Spike Mom

I just witnessed my mother scream at, strike and choke a Doberman puppy, for hours*. The dog is her pet of a few months. I am not overwhelmingly moved by animal cruelty, perhaps not any more than your average person. I am a pragmatist and have always accepted that some animals live and die by the wills of humans and those higher on the food chain. But I strongly believe in being humane, and causing as little suffering to animals (people included) as we can during the time we are alive. We should try to create a planet where as many beings as possible can flourish for as long as possible. Tread lightly. Propagate happiness.

My mother does not know how to do these things. As I watched her beat that dog, as she has beaten the dog that came before, and the dog that came before that (until before I was born) and the cats too, and just about every other animal in her care – I felt deeply distressed, and more weary by the second. I watched the dog being reprimanded with greater and greater vitriol, and as the pitch rose and my mother pushed the dog away harder, the dog became even more invested in being close to my mother. I watched, in one heart breaking moment as my mother struck the dog, and it affectionately, desperately, pleadingly licked her other arm. I was immediately in mind of a psychology article that I read recently. It discusses the research of Harry Harlow who interrogated the nature of love through mother-infant attachment experiments using rhesus monkeys. He constructed surrogate mothers for the monkeys, ranging from warm, soft-covered and reassuring; to violent and austere. I recalled the “brass spike mom” from the experiment:

“The fourth monster mother had brass spikes (blunt-tipped) tucked into her chest; these would suddenly, unexpectedly push against the clinging child. What Harlow found was both heartbreaking and heartbreakingly understandable — rather than fleeing from the monstrous mothers, the babies tried harder to earn their affection. After every violent repulsion, they returned to the monsters, only to cling more tightly and coo more beseechingly, “expressing faith and love as if all were forgiven,” as Harlow put it.”

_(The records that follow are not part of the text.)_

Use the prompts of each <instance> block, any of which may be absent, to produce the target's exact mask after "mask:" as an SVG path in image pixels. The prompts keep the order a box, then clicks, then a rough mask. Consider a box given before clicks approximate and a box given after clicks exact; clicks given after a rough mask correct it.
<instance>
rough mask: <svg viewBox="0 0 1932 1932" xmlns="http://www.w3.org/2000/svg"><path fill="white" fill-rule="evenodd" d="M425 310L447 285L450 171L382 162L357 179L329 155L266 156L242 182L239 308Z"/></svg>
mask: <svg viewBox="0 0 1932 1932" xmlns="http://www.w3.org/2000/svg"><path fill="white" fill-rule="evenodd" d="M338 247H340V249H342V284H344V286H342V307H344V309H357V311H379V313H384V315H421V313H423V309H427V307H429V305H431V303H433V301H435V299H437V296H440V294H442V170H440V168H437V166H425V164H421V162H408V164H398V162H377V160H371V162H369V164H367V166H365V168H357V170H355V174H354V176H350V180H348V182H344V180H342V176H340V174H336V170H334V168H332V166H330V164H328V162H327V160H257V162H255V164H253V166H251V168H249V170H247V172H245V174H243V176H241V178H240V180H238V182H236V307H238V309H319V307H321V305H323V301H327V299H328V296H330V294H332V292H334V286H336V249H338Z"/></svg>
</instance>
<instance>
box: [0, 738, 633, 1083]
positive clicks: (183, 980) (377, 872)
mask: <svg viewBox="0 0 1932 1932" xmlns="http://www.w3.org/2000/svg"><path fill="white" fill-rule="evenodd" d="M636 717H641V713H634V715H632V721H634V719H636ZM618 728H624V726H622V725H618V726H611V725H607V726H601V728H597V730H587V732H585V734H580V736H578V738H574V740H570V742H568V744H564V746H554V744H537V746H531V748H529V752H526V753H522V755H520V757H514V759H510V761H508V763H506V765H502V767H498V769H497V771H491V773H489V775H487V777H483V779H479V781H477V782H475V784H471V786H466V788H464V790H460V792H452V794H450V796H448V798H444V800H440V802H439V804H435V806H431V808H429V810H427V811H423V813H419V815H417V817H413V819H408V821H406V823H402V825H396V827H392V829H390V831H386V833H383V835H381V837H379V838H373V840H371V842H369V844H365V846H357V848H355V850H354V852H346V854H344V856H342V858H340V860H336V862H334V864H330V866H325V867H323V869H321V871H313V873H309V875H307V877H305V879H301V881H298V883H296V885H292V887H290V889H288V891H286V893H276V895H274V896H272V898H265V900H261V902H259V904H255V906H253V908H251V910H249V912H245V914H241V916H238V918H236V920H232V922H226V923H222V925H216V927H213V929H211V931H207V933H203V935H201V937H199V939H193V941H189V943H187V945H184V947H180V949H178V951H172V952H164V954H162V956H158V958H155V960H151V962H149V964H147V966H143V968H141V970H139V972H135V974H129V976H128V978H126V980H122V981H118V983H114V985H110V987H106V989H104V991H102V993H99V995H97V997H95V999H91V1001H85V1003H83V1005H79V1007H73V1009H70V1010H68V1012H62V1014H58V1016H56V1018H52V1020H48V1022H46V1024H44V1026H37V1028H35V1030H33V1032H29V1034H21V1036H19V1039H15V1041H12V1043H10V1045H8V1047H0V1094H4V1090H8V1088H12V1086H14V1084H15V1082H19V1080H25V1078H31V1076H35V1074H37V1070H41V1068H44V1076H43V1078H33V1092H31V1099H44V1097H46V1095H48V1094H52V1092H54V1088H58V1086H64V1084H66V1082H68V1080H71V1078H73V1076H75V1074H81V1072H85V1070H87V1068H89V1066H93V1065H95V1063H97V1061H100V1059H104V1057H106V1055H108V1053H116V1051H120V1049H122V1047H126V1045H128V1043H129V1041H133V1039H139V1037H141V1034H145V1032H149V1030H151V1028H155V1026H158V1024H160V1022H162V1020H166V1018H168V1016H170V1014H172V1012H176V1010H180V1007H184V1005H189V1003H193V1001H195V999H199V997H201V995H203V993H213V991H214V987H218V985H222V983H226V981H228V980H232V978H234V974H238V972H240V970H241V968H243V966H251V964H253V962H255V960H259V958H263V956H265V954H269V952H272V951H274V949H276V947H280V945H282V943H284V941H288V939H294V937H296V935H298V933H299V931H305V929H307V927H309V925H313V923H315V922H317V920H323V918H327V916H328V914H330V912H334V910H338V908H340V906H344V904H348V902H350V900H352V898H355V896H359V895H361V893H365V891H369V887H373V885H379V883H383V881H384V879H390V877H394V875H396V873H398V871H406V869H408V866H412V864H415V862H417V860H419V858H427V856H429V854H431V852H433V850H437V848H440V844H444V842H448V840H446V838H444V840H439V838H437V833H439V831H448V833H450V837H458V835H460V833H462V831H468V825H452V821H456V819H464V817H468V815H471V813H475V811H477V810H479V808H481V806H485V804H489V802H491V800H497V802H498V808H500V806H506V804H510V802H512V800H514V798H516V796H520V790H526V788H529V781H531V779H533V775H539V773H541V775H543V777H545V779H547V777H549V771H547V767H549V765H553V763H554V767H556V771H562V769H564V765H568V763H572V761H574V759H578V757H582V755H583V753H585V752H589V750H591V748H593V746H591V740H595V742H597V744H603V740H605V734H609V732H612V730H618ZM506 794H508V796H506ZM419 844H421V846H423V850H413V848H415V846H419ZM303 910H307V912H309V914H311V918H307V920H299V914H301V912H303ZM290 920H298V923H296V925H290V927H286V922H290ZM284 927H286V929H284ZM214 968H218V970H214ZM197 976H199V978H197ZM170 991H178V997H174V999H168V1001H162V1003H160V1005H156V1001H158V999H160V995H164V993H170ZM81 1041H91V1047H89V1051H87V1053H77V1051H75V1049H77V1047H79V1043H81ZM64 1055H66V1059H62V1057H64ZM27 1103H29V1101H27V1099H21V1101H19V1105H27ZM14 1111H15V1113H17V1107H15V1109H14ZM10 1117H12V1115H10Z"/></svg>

In this I saw my own mother. And her dog. And how she treated me. I was deeply moved. And deeply shocked, by something I had known all along. Every pet she has ever had has possessed a degree of separation anxiety and Stockholm syndrome. This is how my mother treats all her pets. This is how my grandmother treated my mother, and still treats my mother, and yet my mother keeps coming back for more. It is how my mother treated me. I don’t know how I ever escaped the psychological loop of abuse. How I didn’t end up clinging to her in the vain hope that love could fix it all.

I last remember being proud of my mother when I was five, because I was the only child in kindergarten who could write their own name, and I was proud that she had taught me well. Once I was old enough to be exposed to other people, once I realised something was different and not right – by the age of seven – all I could feel was uneasy distaste. I often say the only thing my mother blessed me with, apart from healthy genes, was a sense of curiosity. A sense of curiosity that led me out into the wider world and away from hers.

My mother likes to tell me that I don’t share the same love of animals that she does, that she has compassion and caring and a depth of feeling that I will never have. She believes that ‘animal people’ are genuine and trustworthy, and that others are cold and callous. She criticises me for not keeping pets, she tells me I wouldn’t be capable of it anyway. She says that I will never be like her. She says I would make a terrible mother. But she is the reason that I will never have children or pets.

I will never be like her.





*For those wondering why I didn’t stop the attacks on the dog, I did try, but to do so overtly would have (unsurprisingly) led to me receiving the same treatment as the dog, possibly in conjunction with other repercussions unfathomable to a canine. My mother called me later that night, after she had left, and told me that she was sinking into a deep depression about the dog['s failings], but rather than having that happen, she thought she would call me (and lay it on me instead). Today has not been a good day, folks.